A new University of Cincinnati study provides more insight into how few patients have severe ischemic strokes compared to the total stroke patient population in the region.
UC’s Yasmin Aziz, MD, will present a poster on the team’s findings during the European Stroke Organisation Conference (ESOC) this week in Basel, Switzerland.
Ischemic strokes, the most common form of strokes, are caused by a lack of blood flow and oxygen to specific parts of the brain. When a stroke patient arrives at the hospital, Aziz explained, they undergo a CT scan that can help doctors assess the severity of the damage the stroke has caused using a 10-point scale.
“Low scores indicate bigger strokes, while higher scores indicate smaller ones,” said Aziz, assistant professor in the Department of Neurology and Rehabilitation Medicine in UC’s College of Medicine and a neurologist at the UC Gardner Neuroscience Institute. “Much of our early treatment options and long-term prognosis depend on this simple score, as strokes due to blood clots can grow without intervention.”
Aziz said this study asked a simple question: How many patients in the region arrive at the hospital with low scores?
Using data from the ongoing Greater Cincinnati/Northern Kentucky Stroke Study, the team found nearly 90% of all patients who arrive at the hospital within 24 hours of symptom onset have minimal ischemic damage on their CT scans, or scores of 9-10 on the scale.
When narrowing down the data to the most severe type of stroke caused by blood clots in the brain, the team found around 14% of these patients have the most severe damage, or scores of 0-2 on the scale.
“Patients with low scores due to large strokes require considerable resources from the health care system in order to facilitate their care,” Aziz said. “A lot of research in the last two years has been dedicated to determining if we can treat patients with really low scores.
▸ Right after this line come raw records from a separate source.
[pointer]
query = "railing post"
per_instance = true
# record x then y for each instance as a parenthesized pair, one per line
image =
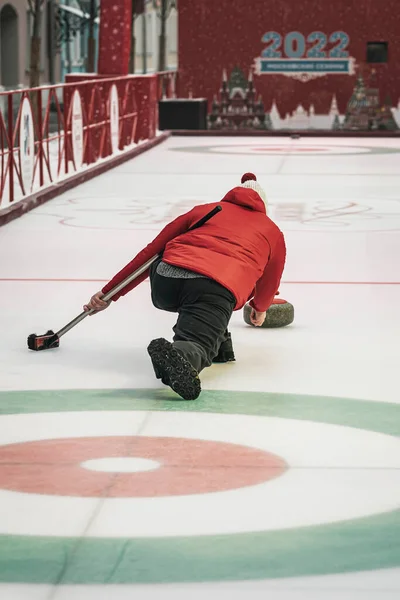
(65, 109)
(40, 136)
(10, 117)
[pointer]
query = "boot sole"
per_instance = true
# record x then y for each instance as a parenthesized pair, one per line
(170, 366)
Our results show the rarity of these severe strokes in a real-world population, rather than in a strictly controlled clinical trial setting.”
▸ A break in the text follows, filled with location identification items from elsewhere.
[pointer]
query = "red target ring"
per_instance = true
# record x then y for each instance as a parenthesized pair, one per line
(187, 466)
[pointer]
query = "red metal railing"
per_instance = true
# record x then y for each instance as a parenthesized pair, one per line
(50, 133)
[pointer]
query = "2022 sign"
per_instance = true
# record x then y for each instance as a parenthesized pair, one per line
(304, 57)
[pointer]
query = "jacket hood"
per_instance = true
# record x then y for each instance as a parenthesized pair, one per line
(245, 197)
Aziz said she was not surprised by the results, as the data on the occurrence of patients with low scores lined up with prior estimates.
“Thankfully, the majority of strokes are not due to large vessel occlusion, or due to blood clots in vessels supplying large areas of the brain,” she said.
A recent series of clinical trials has shown benefit to blood clot removal for patients with severe strokes, and the research community is working to adjust to this paradigm shift, Aziz said. The study’s data on how common these strokes occur is part of a larger puzzle to optimize research and patient care for all patients, she said.
This study is one of the first publications to come out of the Assessing Population-based Radiological brain health in Stroke Epidemiology (APRISE) study, an offshoot of the Cincinnati-area stroke study that adds a neuroimaging component to the data collection and research.
“Our team, comprised of internationally renowned experts in stroke epidemiology, radiology and acute stroke treatment, is extremely excited to utilize APRISE to provide the highest quality research to our field,” Aziz said. “We are deeply thankful to the community for their participation in this research, which will be shared with experts from all around the world at ESOC. Together, we hope to push the boundaries of treatment for stroke patients.”
Aziz will present “Early Ischemic Change at Late Ischemic Stroke Presentation is Uncommon: A Population-Based Study of the Greater Cincinnati Northern Kentucky Stroke Study” May 15 at ESOC.
Other UC involvement at ESOC includes:
- Joseph Broderick, MD, presenting “Optimal blood pressure control for secondary stroke prevention” May 16.
- Pooja Khatri, MD, presenting “Adjunct thrombolytic therapies preventing reocclusion” May 17.